M3 core counts and performance

Cmaier · May 15, 2024

tomO2013 said:
Those of you lucky enough to have your hands on the iPad Pro M4 can you tell me if the screen quality improvements are significantly better relative to older M1/M2 iPad Pro mini-led screens?

In my opinion, not really. Primarily I notice a difference when viewing movies with light on-dark, like the star wars crawling opening text. No blooming!

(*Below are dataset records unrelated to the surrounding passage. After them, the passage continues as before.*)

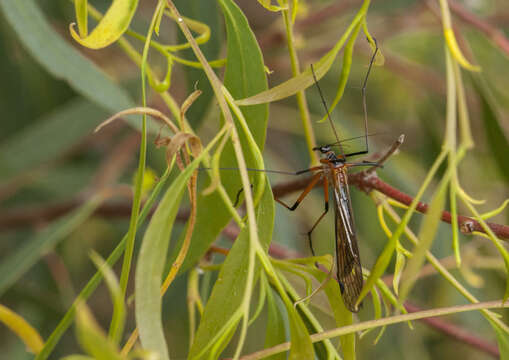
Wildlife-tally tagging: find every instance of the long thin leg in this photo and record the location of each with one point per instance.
(326, 198)
(312, 184)
(237, 199)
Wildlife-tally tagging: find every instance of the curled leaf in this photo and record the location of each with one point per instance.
(140, 110)
(161, 86)
(111, 27)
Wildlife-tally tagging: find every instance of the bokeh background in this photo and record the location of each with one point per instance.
(41, 179)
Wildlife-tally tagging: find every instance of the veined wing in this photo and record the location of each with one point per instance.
(348, 263)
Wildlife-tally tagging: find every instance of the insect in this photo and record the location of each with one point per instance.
(333, 173)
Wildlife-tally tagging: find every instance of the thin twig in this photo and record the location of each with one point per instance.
(368, 182)
(364, 181)
(454, 331)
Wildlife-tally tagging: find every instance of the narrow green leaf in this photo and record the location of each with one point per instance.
(119, 313)
(383, 260)
(226, 296)
(244, 76)
(111, 27)
(92, 284)
(208, 13)
(60, 59)
(305, 79)
(22, 329)
(77, 357)
(275, 333)
(426, 235)
(497, 140)
(152, 258)
(92, 338)
(342, 315)
(503, 341)
(345, 70)
(27, 255)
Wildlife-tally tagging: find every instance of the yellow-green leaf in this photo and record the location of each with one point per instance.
(22, 328)
(305, 79)
(92, 338)
(111, 27)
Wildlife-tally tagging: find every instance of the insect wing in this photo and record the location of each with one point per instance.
(348, 264)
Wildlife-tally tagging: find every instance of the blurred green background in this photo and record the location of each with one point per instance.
(50, 159)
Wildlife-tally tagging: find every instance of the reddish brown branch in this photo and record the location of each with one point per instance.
(367, 182)
(457, 333)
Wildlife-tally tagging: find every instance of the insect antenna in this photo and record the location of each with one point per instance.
(327, 111)
(363, 91)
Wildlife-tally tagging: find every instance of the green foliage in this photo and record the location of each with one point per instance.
(299, 308)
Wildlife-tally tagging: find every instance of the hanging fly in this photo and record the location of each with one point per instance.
(333, 173)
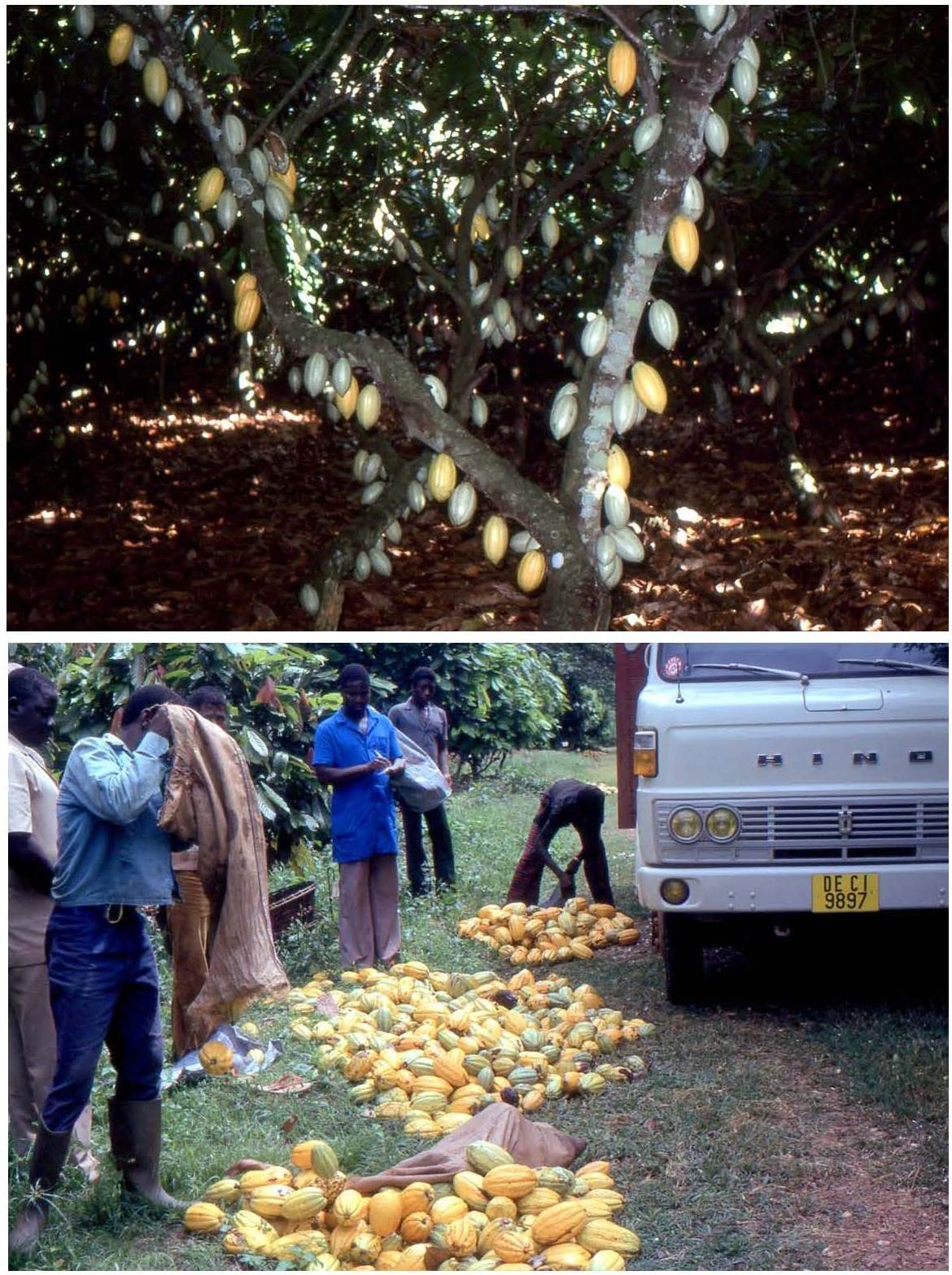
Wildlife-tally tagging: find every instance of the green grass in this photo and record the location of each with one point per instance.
(731, 1151)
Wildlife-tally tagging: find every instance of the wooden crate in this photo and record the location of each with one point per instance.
(290, 903)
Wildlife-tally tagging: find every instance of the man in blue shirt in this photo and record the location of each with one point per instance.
(103, 983)
(356, 751)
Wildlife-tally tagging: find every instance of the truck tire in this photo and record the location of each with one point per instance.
(682, 951)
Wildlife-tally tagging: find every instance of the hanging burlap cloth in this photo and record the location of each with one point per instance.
(528, 1142)
(211, 802)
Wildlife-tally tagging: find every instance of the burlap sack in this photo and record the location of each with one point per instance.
(211, 802)
(526, 1142)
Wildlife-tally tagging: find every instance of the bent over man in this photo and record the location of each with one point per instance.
(567, 801)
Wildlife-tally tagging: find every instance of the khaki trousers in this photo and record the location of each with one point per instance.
(191, 927)
(32, 1059)
(370, 919)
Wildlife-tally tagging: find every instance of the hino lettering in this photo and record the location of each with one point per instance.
(843, 812)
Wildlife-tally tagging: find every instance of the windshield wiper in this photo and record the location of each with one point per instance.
(758, 668)
(897, 663)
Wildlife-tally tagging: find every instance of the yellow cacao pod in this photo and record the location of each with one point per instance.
(618, 468)
(247, 308)
(510, 1180)
(416, 1228)
(683, 242)
(211, 188)
(120, 44)
(385, 1212)
(566, 1257)
(216, 1057)
(605, 1260)
(203, 1216)
(513, 1245)
(622, 67)
(531, 571)
(599, 1234)
(482, 1157)
(268, 1201)
(558, 1223)
(649, 388)
(247, 282)
(273, 1174)
(441, 477)
(448, 1209)
(304, 1204)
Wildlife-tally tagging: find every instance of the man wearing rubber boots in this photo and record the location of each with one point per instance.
(103, 983)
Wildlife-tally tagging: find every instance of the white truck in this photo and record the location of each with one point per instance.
(781, 784)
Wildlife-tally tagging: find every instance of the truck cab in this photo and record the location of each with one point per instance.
(787, 784)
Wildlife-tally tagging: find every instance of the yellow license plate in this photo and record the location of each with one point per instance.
(846, 892)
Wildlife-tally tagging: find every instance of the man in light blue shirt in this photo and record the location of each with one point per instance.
(356, 751)
(103, 983)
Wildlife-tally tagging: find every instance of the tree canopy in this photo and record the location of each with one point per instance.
(450, 235)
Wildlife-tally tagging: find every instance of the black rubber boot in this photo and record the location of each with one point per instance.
(50, 1151)
(135, 1135)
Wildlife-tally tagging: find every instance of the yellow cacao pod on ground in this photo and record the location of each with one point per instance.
(216, 1057)
(247, 308)
(304, 1204)
(385, 1212)
(558, 1223)
(120, 44)
(566, 1257)
(599, 1234)
(211, 188)
(482, 1157)
(510, 1180)
(683, 242)
(203, 1218)
(622, 67)
(605, 1260)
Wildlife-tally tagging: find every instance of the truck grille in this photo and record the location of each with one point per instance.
(878, 827)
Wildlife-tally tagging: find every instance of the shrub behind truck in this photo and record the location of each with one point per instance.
(781, 786)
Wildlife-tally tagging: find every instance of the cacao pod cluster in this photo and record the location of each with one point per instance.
(432, 1048)
(496, 1214)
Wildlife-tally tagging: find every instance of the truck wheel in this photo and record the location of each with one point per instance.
(683, 959)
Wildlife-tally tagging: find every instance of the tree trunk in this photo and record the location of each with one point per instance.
(574, 600)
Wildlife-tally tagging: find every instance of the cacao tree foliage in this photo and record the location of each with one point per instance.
(499, 697)
(393, 203)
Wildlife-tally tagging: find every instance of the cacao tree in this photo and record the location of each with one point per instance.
(407, 212)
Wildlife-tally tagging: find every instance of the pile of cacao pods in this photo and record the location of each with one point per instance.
(434, 1048)
(493, 1216)
(544, 936)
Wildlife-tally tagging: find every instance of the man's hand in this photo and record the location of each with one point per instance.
(157, 719)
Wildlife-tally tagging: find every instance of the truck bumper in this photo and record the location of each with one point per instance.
(788, 888)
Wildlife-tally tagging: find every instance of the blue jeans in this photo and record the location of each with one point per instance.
(103, 989)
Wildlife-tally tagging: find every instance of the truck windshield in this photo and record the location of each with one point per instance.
(812, 659)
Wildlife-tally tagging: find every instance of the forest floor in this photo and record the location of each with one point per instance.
(202, 517)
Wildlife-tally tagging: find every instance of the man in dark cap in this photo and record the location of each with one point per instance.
(356, 751)
(426, 724)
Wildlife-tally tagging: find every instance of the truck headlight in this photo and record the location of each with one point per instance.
(684, 824)
(673, 890)
(722, 824)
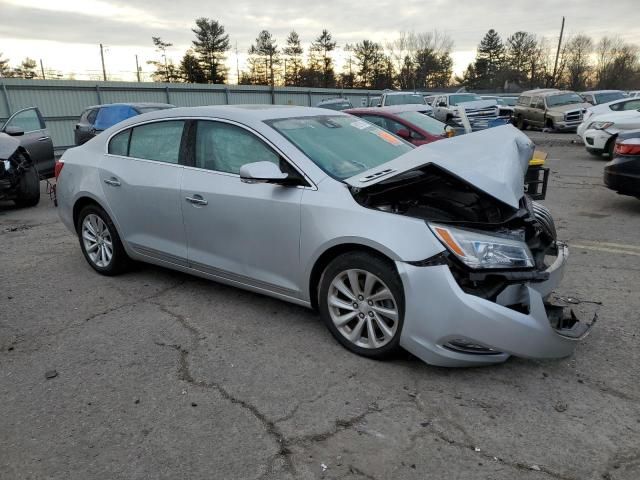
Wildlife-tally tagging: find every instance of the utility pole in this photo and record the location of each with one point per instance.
(104, 70)
(555, 65)
(137, 69)
(237, 65)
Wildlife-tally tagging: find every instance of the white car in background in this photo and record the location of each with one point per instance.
(604, 108)
(600, 135)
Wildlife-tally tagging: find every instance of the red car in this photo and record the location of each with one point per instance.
(413, 126)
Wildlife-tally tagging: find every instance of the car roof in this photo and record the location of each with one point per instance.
(242, 113)
(601, 91)
(392, 109)
(133, 104)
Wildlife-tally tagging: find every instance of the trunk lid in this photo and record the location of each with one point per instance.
(494, 161)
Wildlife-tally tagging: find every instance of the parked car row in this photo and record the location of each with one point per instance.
(435, 249)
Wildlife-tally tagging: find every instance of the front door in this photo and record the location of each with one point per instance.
(141, 178)
(36, 139)
(245, 233)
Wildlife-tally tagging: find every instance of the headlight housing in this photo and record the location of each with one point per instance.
(481, 251)
(601, 125)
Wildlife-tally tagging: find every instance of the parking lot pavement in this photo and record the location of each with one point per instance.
(155, 374)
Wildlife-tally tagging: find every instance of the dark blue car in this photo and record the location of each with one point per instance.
(100, 117)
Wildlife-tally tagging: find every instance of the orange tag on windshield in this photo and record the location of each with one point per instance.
(387, 137)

Color rendition seems more or less the same. Brightness during the day didn’t seem any different to me -I literally had both ipads on my kitchen table for a few hours while I was setting them up. I was also working on my mac. A few times when I looked up from my mac I had trouble telling the two ipads apart, and had to look at the keyboards to remind myself which was which. Brightness at night, weirdly enough, seems much brighter (at max) on the new one, but, of course, max brightness at night isn’t all that useful.

Keep in mind my vision is not what it was even 5 years ago, so I could be missing something that someone with better vision might appreciate.

leman · May 15, 2024

tomO2013 said:
However the bit that caught my attention was when you mentioned that because Apple doesn’t sell to the open market and only buys for themselves, that this puts Apple at an advantage paradoxically.

Do you mind walking me through your thought process on this one as to why you think this puts Apple at an advantage, I’d like to understand a little more?
I’d have thought that having higher volume orders in general (even for mixed node orders) would give Apples competitors a cost advantage as they would have economies of scale on their side relative to the low volume orders of say Apple etc…

Thanks for initiating this conversation, it's an interesting one!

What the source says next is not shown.